Graham Hill pointed me to research from David Demery and Nigel W. Duc on Demographic change in the UK. The research is few years old now but it states that by 2025 the largest age groups (at least in the UK) will be aged 45-65 (27%) followed by those aged 65 and over (20%). In addition, the fastest growing age groups will be aged 65 or over followed by those aged 45-65. The smallest and fastest shrinking age group are those aged up to 30 (only 16%). On that basis the 45s and over are where the growth is and where the money is. As Graham Hill says “it's time to move beyond the Millenial hype and focus on demographic and monetary reality of an aging, cash-rich and increasingly time-rich population".
Tom Peters adds another dimension in his book ”The Little Big Things”. He points out that the two most powerful markets that most companies ignore are women and boomers/geezers. “The boomer-geezer market is exploding around the world – and is ridiculously under-served: “What an opportunity for the next 25 years – in fact, market opportunity #1”. The sweetest market, he says, is baby boomer women, quoting the brilliant article in the Economist “The importance of sex” which leads with the provocative opening line “Forget China, India and the internet: economic growth is driven by women”.

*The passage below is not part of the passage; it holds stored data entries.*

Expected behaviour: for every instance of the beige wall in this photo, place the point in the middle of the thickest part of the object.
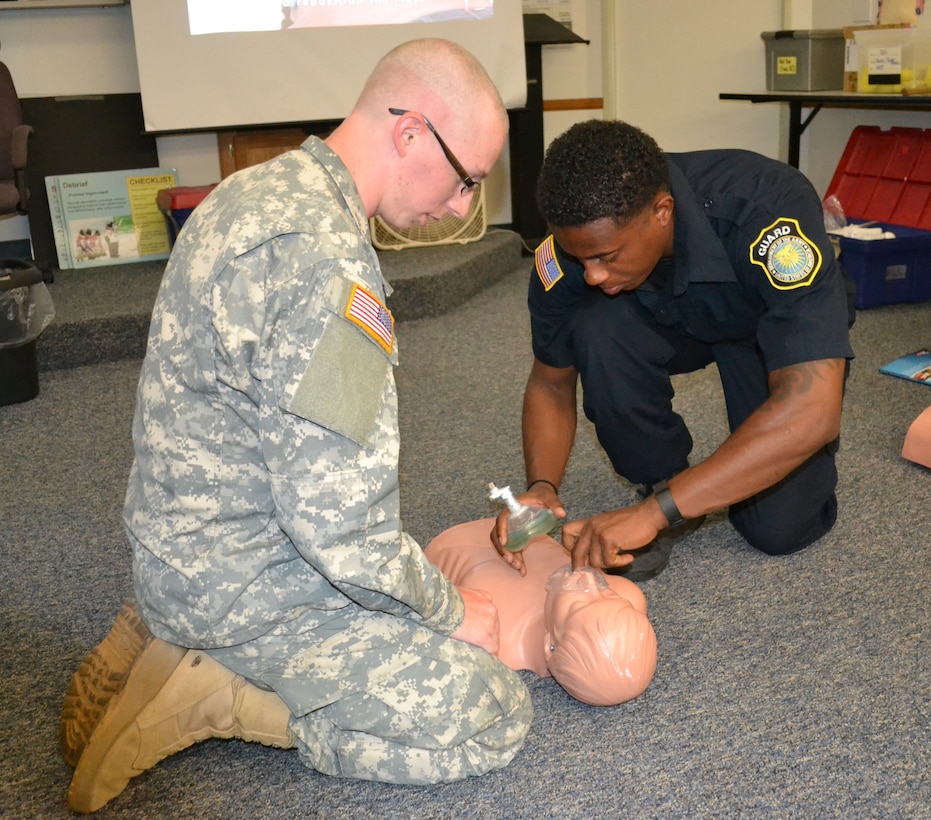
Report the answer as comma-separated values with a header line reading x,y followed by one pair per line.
x,y
660,66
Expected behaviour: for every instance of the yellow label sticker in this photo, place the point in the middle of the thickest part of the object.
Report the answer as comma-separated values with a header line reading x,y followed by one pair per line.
x,y
787,65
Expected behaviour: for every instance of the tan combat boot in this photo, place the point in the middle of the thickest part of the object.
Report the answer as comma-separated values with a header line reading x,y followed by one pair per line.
x,y
99,677
169,699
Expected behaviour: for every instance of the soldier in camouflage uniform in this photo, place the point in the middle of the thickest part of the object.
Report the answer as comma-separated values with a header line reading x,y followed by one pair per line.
x,y
277,597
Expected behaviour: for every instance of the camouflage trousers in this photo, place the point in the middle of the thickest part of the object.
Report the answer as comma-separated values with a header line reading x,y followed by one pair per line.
x,y
378,697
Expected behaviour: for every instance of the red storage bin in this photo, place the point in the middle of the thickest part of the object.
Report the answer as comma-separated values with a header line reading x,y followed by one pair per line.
x,y
885,177
178,203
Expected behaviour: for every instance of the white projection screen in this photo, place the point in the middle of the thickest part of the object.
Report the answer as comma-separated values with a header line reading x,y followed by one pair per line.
x,y
293,61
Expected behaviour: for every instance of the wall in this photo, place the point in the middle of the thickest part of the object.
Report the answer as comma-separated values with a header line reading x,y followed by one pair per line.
x,y
825,138
660,67
675,58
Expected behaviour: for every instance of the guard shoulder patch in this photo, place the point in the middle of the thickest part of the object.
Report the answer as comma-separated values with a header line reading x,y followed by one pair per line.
x,y
790,259
547,264
366,310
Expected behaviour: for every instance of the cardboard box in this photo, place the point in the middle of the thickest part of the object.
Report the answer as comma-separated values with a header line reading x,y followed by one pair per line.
x,y
892,61
884,177
804,60
851,61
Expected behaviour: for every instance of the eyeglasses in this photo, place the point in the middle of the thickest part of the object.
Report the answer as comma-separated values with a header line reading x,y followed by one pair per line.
x,y
469,183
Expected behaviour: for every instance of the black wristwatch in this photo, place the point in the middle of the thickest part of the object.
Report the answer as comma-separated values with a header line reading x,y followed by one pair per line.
x,y
667,504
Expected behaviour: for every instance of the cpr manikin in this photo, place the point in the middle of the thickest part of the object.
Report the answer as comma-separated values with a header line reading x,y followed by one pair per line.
x,y
588,630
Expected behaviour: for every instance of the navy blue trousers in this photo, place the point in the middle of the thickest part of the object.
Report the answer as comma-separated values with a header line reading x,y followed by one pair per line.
x,y
625,359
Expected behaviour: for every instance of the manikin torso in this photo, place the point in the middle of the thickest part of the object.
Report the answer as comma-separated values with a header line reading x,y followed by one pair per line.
x,y
533,622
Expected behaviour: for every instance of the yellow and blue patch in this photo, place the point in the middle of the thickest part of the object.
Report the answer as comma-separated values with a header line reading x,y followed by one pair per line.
x,y
547,264
790,259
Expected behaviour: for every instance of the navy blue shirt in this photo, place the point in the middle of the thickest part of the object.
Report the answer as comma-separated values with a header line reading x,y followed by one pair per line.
x,y
751,260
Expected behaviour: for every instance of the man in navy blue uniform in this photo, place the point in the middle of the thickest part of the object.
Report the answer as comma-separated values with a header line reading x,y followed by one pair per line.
x,y
660,264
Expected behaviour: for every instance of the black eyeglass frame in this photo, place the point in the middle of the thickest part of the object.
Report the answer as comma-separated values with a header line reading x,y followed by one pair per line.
x,y
469,183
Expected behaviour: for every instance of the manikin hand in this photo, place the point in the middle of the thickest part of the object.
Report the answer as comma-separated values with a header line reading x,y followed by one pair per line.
x,y
604,540
540,495
480,625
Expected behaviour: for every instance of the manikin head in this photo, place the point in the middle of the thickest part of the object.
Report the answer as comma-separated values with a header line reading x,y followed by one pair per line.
x,y
598,647
593,637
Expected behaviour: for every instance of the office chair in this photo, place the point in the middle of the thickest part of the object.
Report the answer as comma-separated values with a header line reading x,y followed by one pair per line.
x,y
14,135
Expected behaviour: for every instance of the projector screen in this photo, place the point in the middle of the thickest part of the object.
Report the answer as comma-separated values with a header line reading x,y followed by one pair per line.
x,y
210,64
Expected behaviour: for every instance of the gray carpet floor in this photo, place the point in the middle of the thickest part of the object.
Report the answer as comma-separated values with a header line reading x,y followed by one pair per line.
x,y
786,687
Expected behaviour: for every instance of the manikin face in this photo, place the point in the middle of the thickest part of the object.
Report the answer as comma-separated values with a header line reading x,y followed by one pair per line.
x,y
572,600
599,648
620,257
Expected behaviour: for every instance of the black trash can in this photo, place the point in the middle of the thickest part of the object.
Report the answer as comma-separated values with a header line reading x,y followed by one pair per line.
x,y
25,311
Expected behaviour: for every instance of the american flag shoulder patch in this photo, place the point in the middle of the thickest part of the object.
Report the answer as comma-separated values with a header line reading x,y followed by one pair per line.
x,y
365,310
547,265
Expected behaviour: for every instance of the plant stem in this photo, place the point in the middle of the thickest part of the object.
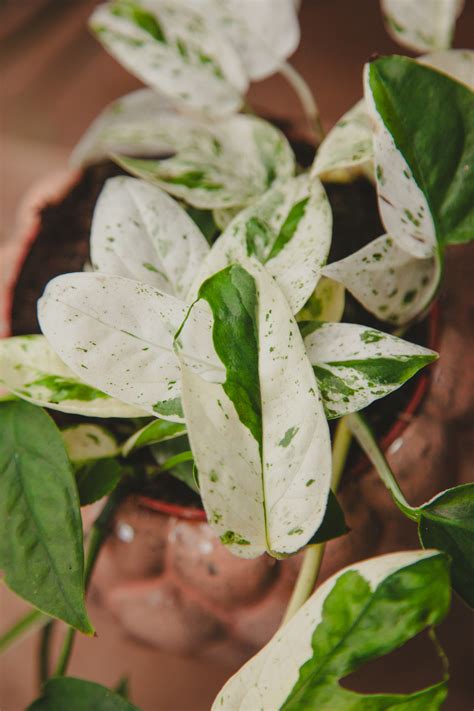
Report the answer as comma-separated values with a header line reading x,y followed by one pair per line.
x,y
99,531
306,98
313,556
25,625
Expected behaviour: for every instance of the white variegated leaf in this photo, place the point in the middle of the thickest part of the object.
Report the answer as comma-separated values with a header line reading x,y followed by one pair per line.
x,y
422,25
456,63
31,370
356,365
348,143
118,335
260,440
89,442
388,282
403,205
139,232
288,229
222,164
341,625
175,52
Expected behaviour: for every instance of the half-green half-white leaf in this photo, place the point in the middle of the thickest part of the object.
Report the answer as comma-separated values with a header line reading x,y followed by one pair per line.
x,y
41,547
288,230
218,164
361,613
139,232
422,25
260,440
31,370
176,53
356,365
118,334
388,281
424,153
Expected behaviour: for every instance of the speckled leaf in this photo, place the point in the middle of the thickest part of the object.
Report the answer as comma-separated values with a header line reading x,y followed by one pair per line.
x,y
153,432
421,25
176,53
288,229
359,614
424,158
348,144
447,522
31,370
356,365
85,442
260,440
78,695
118,334
41,547
389,282
219,164
139,232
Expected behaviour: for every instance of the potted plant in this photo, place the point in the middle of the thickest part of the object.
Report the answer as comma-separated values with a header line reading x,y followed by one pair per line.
x,y
207,335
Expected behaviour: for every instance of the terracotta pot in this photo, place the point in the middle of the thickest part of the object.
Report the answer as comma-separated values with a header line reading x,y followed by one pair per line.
x,y
167,578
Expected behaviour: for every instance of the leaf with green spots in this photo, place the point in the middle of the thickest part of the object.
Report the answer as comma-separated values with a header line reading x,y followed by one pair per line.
x,y
257,487
447,522
118,333
176,53
78,695
356,365
219,164
139,232
359,614
31,370
288,229
388,281
422,25
426,156
41,547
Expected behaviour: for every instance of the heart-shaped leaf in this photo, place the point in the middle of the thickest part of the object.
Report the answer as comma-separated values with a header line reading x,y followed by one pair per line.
x,y
78,695
260,440
356,365
288,229
362,612
41,549
421,25
389,282
118,334
176,53
30,369
447,522
139,232
221,164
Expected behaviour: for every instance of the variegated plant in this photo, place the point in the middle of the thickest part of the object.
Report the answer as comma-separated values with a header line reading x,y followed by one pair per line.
x,y
234,345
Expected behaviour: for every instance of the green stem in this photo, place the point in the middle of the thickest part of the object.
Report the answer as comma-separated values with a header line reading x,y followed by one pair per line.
x,y
313,556
365,437
25,625
97,536
306,98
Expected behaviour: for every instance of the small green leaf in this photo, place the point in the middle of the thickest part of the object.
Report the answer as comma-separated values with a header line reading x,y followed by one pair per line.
x,y
78,695
41,549
447,523
97,479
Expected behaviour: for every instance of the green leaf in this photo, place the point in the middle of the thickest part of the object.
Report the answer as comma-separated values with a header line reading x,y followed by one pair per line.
x,y
424,153
153,432
447,522
363,612
78,695
41,548
97,479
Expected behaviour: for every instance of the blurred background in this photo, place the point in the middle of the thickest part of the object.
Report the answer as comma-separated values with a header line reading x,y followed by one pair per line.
x,y
55,78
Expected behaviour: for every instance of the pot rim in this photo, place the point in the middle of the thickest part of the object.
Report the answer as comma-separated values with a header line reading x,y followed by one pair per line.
x,y
26,237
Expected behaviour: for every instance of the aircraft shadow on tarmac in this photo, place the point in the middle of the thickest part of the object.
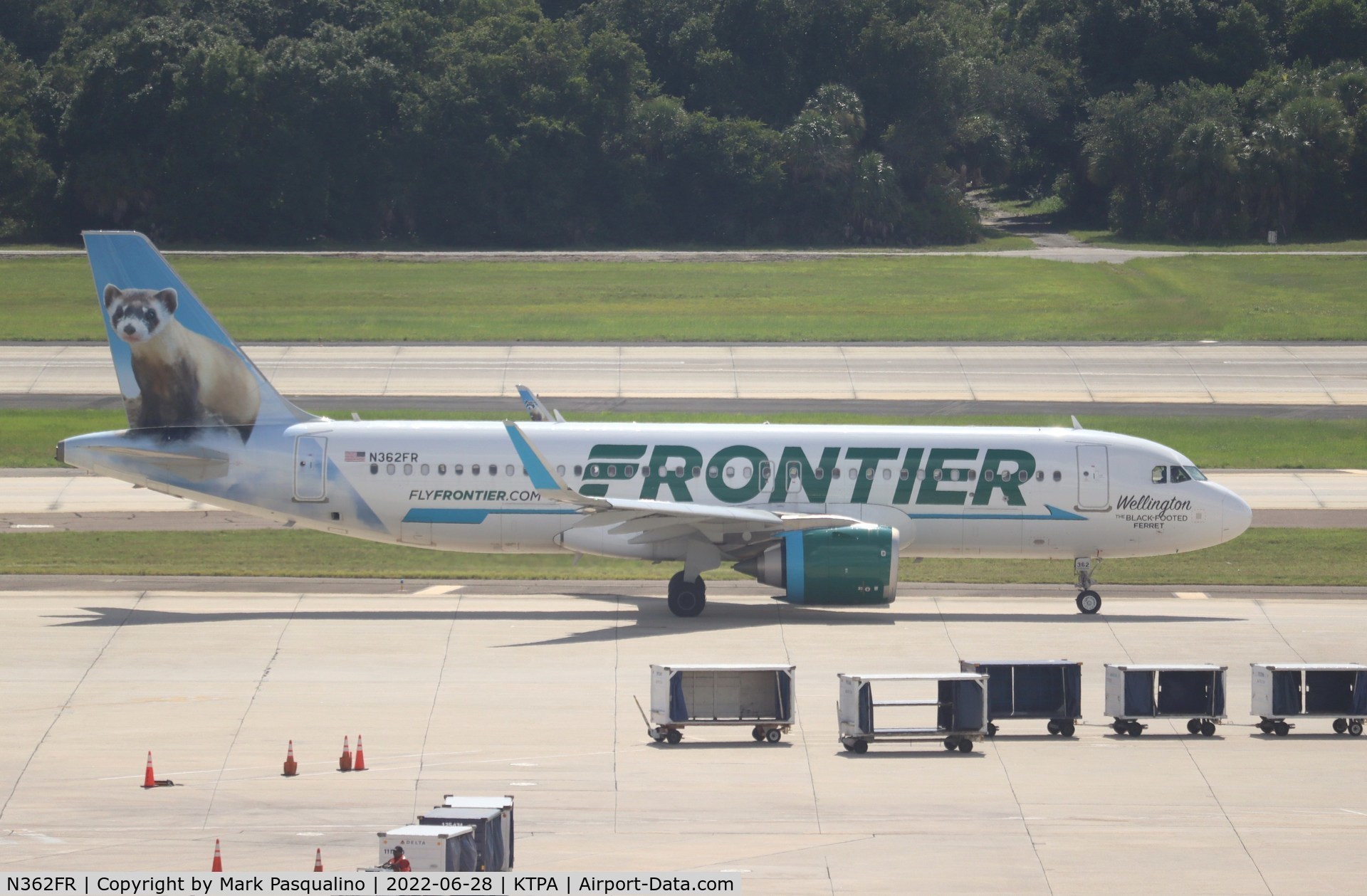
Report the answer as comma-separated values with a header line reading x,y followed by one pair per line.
x,y
622,616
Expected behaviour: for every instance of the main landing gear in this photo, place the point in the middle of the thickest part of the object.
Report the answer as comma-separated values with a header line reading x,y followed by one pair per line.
x,y
1089,601
686,599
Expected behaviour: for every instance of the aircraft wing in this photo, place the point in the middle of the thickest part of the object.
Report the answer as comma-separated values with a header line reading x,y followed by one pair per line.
x,y
659,521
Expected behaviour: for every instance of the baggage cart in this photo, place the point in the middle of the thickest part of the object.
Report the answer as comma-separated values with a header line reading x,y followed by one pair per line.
x,y
1310,690
957,698
1153,692
431,847
756,695
1032,689
505,803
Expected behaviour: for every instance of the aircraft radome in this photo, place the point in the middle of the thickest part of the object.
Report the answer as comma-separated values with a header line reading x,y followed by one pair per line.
x,y
820,512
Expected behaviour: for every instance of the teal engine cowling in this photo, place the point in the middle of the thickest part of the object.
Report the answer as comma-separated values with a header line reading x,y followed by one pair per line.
x,y
851,564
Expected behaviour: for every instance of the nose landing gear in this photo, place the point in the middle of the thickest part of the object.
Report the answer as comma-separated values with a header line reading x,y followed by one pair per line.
x,y
1089,601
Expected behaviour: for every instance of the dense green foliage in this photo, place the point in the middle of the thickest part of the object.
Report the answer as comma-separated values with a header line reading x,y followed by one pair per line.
x,y
524,123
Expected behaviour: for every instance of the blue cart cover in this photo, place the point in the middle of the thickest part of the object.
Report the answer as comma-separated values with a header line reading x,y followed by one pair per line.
x,y
679,708
1287,692
1139,692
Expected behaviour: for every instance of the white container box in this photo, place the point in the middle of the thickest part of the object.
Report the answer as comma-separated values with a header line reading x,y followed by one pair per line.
x,y
762,697
957,701
1309,690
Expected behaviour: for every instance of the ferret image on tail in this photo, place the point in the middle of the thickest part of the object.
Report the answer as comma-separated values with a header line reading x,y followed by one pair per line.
x,y
187,380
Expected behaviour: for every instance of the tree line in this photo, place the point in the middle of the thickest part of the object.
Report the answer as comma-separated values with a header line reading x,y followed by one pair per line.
x,y
658,122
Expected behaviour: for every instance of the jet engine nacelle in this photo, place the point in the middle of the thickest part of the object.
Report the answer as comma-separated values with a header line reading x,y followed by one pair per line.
x,y
852,564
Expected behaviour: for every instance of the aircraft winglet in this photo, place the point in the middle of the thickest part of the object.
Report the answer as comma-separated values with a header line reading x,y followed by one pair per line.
x,y
545,480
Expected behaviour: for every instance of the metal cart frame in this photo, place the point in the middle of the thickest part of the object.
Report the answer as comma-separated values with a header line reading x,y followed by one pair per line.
x,y
856,735
1128,724
1062,722
662,727
1264,697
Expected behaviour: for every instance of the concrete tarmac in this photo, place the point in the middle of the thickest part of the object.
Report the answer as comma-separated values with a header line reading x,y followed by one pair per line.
x,y
528,689
1077,374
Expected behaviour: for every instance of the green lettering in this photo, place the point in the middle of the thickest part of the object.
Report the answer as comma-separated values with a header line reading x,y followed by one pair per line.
x,y
814,485
744,492
909,466
677,483
930,492
869,458
1009,484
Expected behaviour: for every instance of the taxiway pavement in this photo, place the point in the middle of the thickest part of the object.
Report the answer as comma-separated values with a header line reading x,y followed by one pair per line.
x,y
1077,376
528,689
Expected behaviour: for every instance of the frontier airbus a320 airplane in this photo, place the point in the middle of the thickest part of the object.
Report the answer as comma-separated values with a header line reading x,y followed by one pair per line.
x,y
819,512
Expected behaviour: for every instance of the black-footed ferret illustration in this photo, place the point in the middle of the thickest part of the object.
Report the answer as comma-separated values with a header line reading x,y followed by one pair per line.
x,y
187,380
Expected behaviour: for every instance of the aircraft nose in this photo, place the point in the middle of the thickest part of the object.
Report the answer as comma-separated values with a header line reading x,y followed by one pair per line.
x,y
1236,518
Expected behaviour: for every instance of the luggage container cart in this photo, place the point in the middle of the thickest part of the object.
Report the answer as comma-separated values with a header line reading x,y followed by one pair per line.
x,y
431,848
493,831
960,710
505,803
1032,689
756,695
1310,690
1153,692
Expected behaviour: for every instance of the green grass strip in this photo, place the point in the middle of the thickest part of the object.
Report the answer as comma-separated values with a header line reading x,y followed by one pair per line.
x,y
909,298
1261,557
28,436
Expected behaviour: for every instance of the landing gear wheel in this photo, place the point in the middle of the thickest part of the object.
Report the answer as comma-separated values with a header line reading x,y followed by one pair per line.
x,y
1089,601
686,599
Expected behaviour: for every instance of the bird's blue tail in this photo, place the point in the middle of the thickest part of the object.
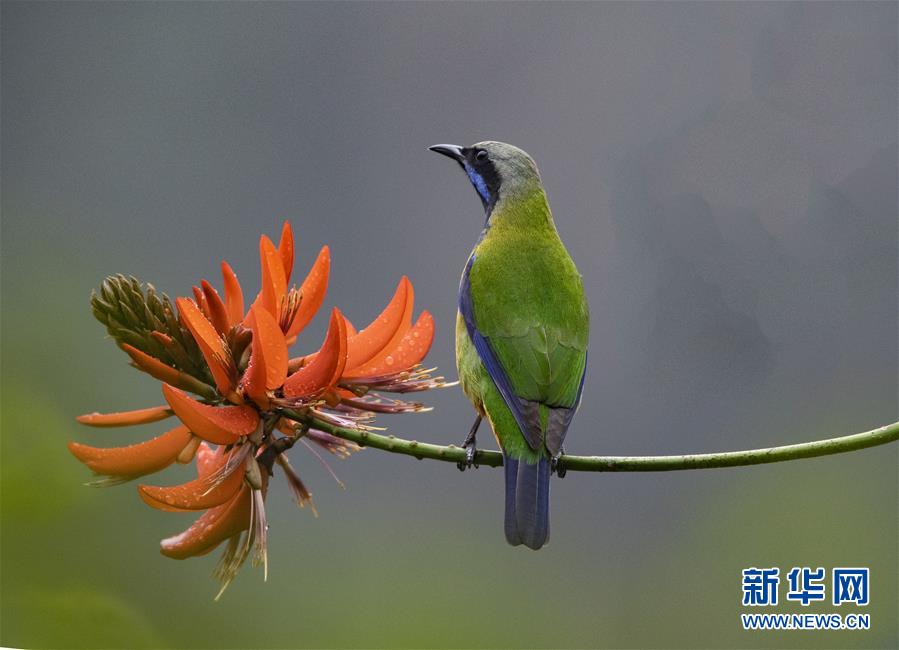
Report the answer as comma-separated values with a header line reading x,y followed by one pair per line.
x,y
527,502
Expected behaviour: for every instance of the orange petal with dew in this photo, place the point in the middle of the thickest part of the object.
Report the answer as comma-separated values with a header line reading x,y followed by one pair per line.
x,y
313,291
274,283
218,313
285,250
393,343
197,494
327,364
410,350
270,345
134,460
213,347
212,528
126,418
200,299
370,341
207,459
233,295
222,425
164,372
253,381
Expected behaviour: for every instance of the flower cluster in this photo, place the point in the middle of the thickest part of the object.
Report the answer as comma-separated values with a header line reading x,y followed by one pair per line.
x,y
251,402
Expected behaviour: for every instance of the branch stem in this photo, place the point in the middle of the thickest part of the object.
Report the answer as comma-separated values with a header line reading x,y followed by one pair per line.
x,y
453,454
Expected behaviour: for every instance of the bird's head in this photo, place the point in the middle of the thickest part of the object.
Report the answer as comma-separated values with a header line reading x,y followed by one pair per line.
x,y
496,169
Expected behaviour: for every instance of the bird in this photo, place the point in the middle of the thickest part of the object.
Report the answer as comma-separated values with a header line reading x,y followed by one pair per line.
x,y
521,331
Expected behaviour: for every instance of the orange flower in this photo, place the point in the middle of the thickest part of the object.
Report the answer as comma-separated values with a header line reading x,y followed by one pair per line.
x,y
253,402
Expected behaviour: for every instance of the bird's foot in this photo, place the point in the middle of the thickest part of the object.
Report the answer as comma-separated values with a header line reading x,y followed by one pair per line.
x,y
470,453
557,466
469,445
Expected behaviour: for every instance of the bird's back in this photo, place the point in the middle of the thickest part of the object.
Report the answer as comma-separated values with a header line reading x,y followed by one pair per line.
x,y
527,301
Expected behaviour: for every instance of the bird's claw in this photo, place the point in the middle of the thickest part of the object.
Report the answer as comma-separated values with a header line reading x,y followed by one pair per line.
x,y
557,466
470,454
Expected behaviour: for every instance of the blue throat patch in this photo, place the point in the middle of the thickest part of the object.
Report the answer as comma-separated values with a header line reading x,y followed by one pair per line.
x,y
479,184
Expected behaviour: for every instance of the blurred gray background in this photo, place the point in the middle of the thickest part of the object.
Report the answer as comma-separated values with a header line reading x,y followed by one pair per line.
x,y
724,175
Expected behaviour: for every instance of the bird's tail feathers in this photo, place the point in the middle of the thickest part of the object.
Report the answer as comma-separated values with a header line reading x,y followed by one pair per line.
x,y
527,502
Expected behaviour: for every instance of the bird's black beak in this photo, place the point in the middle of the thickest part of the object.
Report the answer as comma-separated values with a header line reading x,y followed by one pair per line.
x,y
453,151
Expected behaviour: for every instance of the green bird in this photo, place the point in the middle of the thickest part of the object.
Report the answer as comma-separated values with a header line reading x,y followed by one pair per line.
x,y
521,331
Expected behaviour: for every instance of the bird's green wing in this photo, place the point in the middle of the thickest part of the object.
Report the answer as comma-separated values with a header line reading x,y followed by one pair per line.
x,y
529,323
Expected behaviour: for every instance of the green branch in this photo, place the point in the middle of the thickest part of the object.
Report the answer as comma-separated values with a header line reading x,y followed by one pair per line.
x,y
454,454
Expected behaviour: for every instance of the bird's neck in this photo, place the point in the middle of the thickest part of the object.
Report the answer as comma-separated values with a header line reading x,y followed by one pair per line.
x,y
525,211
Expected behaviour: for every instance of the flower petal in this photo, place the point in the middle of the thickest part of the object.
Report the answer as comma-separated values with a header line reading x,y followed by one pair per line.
x,y
164,372
409,351
233,295
313,291
199,494
370,341
125,418
269,344
223,425
285,250
213,347
218,313
134,460
207,459
212,528
326,366
387,351
274,283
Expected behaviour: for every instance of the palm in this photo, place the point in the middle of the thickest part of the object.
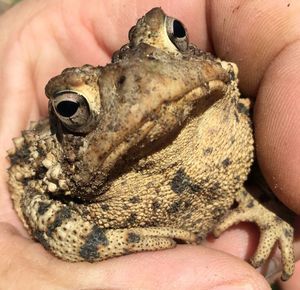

Moreover, digital is not exclusively the domain of Millennials. In their 2009 research “The Broad Reach of Social Networks”, Forrester state that seventy per cent of online adults aged 55 and older tap social tools at least once a month. People over 34 have become the largest segment using Facebook and much of te growth in social networking usage is being driven by people over 34.
Before you rush to create target personas who live and breath digital, start with the basics of customer strategy by analyzing your total target market, defining your unique customer value proposition and thinking outside-in about how you can help your customers segments create value. Millennials may seem like an attractive starting point but they are not the only game in town and they certainly aren’t the only segment that has embraced digital.